Ao completar o círculo, uma última coisa faltava para fechar o feitiço.

Ethan fincou a adaga na cabeça da garota.”

Assim que o flashback terminou, Ethan arfou, se apoiando na soleira da porta. Marie Jean segurou sua mão, e a outra mão estava nas costas dele.

- O que houve? – Perguntou ela, com voz suave e tranquilizante. O rapaz estava visivelmente perturbado e envergonhado em lembrar-se do que era capaz de fazer com uma pessoa inocente, e a lembrança resgatara feridas profundas nele.
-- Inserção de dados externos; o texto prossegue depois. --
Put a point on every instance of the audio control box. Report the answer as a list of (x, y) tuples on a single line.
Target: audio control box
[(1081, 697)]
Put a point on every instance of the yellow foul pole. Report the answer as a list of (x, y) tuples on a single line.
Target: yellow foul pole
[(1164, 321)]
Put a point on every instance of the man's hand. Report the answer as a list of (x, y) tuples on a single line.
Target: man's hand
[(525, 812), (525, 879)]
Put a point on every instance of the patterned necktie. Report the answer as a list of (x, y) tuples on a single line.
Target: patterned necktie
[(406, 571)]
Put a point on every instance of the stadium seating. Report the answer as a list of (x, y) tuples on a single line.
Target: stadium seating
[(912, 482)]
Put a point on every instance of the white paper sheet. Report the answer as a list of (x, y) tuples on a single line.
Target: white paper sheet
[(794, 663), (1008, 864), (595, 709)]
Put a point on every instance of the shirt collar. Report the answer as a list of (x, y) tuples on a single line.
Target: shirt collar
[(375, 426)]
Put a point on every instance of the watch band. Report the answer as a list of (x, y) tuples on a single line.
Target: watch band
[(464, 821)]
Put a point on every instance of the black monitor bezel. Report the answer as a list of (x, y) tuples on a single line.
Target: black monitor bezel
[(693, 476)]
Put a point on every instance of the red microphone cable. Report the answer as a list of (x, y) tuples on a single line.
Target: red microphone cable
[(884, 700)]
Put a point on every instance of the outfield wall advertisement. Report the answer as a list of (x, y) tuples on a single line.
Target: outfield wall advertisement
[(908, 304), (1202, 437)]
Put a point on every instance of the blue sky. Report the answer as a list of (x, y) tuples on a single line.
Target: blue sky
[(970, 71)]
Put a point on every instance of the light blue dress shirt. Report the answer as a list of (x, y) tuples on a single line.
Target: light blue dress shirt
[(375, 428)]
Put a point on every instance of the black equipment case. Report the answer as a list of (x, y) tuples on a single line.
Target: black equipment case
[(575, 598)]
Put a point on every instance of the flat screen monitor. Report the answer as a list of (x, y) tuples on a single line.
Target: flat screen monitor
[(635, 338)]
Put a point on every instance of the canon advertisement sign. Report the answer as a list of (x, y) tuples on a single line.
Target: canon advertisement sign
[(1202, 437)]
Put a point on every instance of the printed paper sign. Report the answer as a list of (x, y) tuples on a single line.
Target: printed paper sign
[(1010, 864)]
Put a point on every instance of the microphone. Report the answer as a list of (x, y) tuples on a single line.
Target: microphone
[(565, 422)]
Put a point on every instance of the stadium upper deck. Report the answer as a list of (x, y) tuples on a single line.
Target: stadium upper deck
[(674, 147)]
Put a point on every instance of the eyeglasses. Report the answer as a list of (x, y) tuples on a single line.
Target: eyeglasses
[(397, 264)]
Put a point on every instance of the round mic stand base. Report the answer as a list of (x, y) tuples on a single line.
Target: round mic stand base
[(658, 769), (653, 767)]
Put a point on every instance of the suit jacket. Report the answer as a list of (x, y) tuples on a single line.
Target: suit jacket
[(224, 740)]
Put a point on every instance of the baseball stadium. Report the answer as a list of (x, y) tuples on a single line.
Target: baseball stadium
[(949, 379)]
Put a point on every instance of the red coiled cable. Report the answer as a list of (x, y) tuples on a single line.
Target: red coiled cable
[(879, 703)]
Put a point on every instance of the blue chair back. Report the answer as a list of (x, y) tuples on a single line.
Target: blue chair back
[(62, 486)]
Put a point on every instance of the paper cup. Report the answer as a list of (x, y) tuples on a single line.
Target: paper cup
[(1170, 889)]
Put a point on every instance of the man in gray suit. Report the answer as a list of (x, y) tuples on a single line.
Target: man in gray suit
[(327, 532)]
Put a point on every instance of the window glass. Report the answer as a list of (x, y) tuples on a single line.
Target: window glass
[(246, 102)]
- Eu... Eu... Eu matei uma garota aqui. – Respondeu. Marie deu uma olhada rápida para o altar vertical, e entendeu. Um arrepio de medo subiu pela sua espinha, enquanto se lembrava de que esteve a um fio da morte, e por pouco o rapaz a salvara. Mas ninguém tinha salvado a garota que morava ali. Ethan continuou. – Seu nome era Allison. Eu lembrei... Eu lembrei de seu choro, seus gritos, e como eu ignorei tudo aquilo e a matei sem dó nem piedade... Eu...

Ethan estava à beira do choro.

- Eu fui capaz de tudo isso... Eu sou um monstro! – Ele exclamou, virando-se para ela.

- Não, você não é. Você já notou quanta coisa honrável você já fez? – Marie perguntou. – Você salvou minha vida várias vezes, assim como a de nossos amigos, de minha mãe. Você mudou, Ethan.

- Mas eu fiz tudo isso! – Ele apontou para o altar. – Eu matei muita gente inocente!

- Você não pode mudar o passado, Ethan. Mas pode escolher quem você será a partir de agora. E eu tenho certeza que não há nenhum monstro dentro de você. – Marie disse. – Vamos, vamos sair daqui. Você vai ficar mais calmo perto do fogo, e perto dos seus amigos.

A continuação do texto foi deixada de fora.